Set of scripts to annotate Pfam domains and extract NLR plant immune receptors and their architectures as published in Sarris et al BMC Biology 2016: https://bmcbiol.biomedcentral.com/articles/10.1186/s12915-016-0228-7
Our basic pipeline
- Obtain protein sequences of species of interest and organise them into a directory.
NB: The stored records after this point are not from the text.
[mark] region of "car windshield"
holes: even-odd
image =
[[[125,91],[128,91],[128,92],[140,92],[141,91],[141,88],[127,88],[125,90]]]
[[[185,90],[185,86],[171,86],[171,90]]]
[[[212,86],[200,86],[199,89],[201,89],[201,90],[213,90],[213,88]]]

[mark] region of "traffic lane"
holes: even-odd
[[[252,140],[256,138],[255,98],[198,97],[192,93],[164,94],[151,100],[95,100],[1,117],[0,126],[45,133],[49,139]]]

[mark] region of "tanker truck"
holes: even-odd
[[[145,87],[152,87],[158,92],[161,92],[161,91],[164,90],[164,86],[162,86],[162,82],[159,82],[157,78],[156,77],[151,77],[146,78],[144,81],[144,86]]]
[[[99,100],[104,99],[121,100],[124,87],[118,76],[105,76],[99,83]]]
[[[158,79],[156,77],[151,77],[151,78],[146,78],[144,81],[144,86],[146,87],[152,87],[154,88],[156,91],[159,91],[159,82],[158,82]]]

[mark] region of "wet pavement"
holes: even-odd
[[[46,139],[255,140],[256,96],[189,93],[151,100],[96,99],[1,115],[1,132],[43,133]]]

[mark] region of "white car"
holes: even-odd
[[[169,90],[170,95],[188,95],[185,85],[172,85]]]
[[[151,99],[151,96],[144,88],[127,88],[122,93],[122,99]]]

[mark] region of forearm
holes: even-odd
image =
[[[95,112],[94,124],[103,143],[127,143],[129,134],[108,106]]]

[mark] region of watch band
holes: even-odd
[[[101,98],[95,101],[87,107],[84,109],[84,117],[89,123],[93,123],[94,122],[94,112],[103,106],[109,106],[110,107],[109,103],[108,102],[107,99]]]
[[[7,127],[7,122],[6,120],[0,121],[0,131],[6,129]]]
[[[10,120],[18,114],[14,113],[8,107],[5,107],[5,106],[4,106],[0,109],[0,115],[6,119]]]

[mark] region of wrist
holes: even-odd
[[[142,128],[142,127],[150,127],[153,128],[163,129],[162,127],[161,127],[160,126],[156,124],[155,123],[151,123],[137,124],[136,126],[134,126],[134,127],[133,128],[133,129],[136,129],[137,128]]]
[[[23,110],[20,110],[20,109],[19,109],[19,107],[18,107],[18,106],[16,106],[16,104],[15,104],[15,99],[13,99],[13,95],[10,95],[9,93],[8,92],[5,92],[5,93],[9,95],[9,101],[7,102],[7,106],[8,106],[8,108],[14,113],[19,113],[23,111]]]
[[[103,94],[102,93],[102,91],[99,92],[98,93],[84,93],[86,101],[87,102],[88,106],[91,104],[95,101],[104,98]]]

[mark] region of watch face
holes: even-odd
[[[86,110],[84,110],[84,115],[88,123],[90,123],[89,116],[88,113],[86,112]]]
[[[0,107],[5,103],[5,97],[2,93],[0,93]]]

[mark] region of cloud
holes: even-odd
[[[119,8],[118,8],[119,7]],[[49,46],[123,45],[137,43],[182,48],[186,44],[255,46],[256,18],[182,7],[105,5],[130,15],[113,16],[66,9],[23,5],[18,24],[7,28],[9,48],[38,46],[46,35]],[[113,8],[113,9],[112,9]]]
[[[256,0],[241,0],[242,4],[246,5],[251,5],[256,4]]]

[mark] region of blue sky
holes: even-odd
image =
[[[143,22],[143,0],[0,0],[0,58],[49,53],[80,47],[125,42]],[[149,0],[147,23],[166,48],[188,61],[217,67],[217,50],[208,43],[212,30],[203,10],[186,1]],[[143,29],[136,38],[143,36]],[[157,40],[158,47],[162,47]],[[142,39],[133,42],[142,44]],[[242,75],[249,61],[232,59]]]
We follow the Phytozome organisation of
master_dir/species/annotation/species_version_proteins.fa where each species is denoted by the first letter of the genus name and all letters in the species names, for example
- Pfam-based annotation of domains
bash run_pfam_scan.sh dir
- HMMER software (http://hmmer.janelia.org/) including pfam_scan.pl (part of HMMER) Move in same directory as this script or set path at command string.
- Pfam database (http://pfam.xfam.org/)
- File names should be consistent with Phytozome and include Species_*_protein.fa
- perl modules specified in the scripts (best to install with cpan: http://www.cpan.org/modules/)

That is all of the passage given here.